You might walk past food carts using propane to grill meat shipped in from across the country, past an art installation of twinkling lights shining bright just because, past corporate-sponsored charging stations that make sure you never have to pocket your phone. Between sets, you could buy a T-shirt that might not last two years before its first hole, churned out in a frenzy of fast fashion, part of a global industry responsible for nearly 10% of all greenhouse gas emissions.

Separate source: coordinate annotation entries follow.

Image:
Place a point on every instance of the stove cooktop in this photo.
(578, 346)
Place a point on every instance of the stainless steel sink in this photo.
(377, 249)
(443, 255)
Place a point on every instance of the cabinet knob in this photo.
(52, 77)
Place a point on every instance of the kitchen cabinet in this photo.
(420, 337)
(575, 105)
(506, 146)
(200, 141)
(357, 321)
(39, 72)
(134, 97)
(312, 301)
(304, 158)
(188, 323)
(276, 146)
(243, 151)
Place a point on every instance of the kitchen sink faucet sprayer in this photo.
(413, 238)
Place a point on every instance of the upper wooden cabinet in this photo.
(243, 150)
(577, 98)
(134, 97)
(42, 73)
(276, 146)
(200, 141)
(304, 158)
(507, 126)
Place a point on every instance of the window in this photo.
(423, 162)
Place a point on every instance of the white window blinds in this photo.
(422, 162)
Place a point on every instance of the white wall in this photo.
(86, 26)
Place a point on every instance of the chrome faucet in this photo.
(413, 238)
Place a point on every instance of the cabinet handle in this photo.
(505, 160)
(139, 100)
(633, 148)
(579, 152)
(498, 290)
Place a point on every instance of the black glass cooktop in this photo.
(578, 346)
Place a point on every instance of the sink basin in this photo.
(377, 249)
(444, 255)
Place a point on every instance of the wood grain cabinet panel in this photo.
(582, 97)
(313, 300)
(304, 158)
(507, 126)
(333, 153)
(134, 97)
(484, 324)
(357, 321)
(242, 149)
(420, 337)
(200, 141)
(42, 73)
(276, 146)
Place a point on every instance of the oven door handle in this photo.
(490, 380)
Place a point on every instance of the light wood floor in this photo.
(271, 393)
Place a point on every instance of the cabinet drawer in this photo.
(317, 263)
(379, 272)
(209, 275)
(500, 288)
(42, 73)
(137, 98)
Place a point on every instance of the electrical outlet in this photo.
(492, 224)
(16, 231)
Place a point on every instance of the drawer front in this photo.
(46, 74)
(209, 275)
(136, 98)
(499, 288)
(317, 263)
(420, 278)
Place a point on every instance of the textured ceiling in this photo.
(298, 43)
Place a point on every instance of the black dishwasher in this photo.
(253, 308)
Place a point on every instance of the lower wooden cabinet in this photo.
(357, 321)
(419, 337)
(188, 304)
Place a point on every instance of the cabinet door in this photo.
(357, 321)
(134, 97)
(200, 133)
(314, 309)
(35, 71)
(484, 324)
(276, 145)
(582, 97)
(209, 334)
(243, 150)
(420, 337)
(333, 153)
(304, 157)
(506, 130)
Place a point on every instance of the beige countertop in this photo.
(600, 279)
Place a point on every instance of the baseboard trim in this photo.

Arrive early enough and you might be able to hear the constant growl of diesel power generators — unless it’s one of the fests connected to a municipal power grid, which 60% of the time in the US are powered by natural gas or coal. Once the shows start, you’ll hear the performances long before you reach the stages, as the massive speakers are designed not just for up-close audio quality, but to advertise the goings-on from across the grounds, obliterating silence. Visually, the festival is just as busy, and the headliners will likely be accompanied by enormous projection screens, as well as elaborate light sets, often blasting the stage even during daytime hours when the light show can’t even be properly seen.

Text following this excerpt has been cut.